Montejurra

Operación Reconquista

Operación Reconquista was de codenaam die de Spaanse geheime dienst (SECED- Servicio Central de Documentación) had toegedicht aan de Carlisten tijdens de Transición Española.

Carlos Hugo de Borbón-Parma

Het Carlisme had gedurende de Guerra Civil Española het staatsnationalisme van Franco ondersteund met 60.000 Requetés. Tijdens de dictatuur van Franco was Carlos Hugo de Borbón Parma aan het hoofd gekomen van het grootste gedeelte van de organisatie en die was onder zijn bewind op een radicale manier geëvolueerd: ze werden de promotoren van een democratische instelling gebaseerd op de idee van een socialistisch zelfbestuur (een nachtmerrie voor Franco).
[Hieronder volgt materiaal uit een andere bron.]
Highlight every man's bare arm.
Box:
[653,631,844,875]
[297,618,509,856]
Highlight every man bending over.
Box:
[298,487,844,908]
Carlos Hugo Xavier Marie Sixtus Lodewijk Robert Jan George Benedictus Michaël (Parijs, 9 april 1930), hertog van Parma en Piacenza, is hoofd van het huis Bourbon-Parma en voormalig Carlistisch pretendent voor de Spaanse troon. Hij is de zoon van Xavier van Bourbon-Parma en Marie Madeleine Yvonne de Bourbon-Busset.

Het Carlisme (hierover is meer te lezen in de rubriek: "Kern van het conflict 4) is een traditionalistische beweging in Spanje die wordt geleid door een pretendent naar de Spaanse troon. Het Carlisme wortelt in de Pragmatieke Sanctie die koning Ferdinand VII in 1830 uitvaardigde. Een Pragmatieke Sanctie is een toevoeging aan het familierecht van de Habsburg dynastie. Door deze maatregel konden ook vrouwen de troon bestijgen en zou Ferdinand worden opgevolgd door zijn dochter Isabella II. Zijn broer Carlos, hierdoor uitgesloten van de troon, accepteerde dit echter niet en riep zich na Ferdinands dood in 1833 onder de naam Karel V uit tot koning van Spanje. Zijn reactionaire, klerikale en regionalistische aanhangers noemde men Carlisten. Kort na Carlos' proclamatie brak de Eerste Carlistenoorlog (1833-1840) uit. Zijn zoon Carlos (VI) voerde van 1846 tot 1849 zonder succes de Tweede Carlistenoorlog, maar de Derde Carlistenoorlog (1872-1876), onder Carlos (VII), bracht vrijwel geheel Noord-Spanje in handen van de Carlisten. Na de troonsbestijging van Isabella's zoon Alfons XII in 1874 moesten ze echter het onderspit delven.

Na de dood van de laatste afstammeling in mannelijke lijn van Carlos (V), Alfonso Carlos, erkenden veel Carlisten Alfons XIII als legitiem koning. Een deel zette de beweging echter voort en beschouwden de door Alfonso Carlos als opvolger aangewezen Xavier (I) als koning. Zijn zoon Karel Hugo (I) (de voormalige echtgenoot van prinses Irene) trok zich uit de politiek terug in 1979. Zijn jongere broer Sixtus Hendrik (I) is de huidige troonpretendent.

De Carlistische beweging had vooral steun onder de rurale bevolking van regio's als Baskenland en Catalonië. Daarnaast vochten ook een aantal echt traditionalistische katholieken en monarchisten aan de zijde van de Carlisten.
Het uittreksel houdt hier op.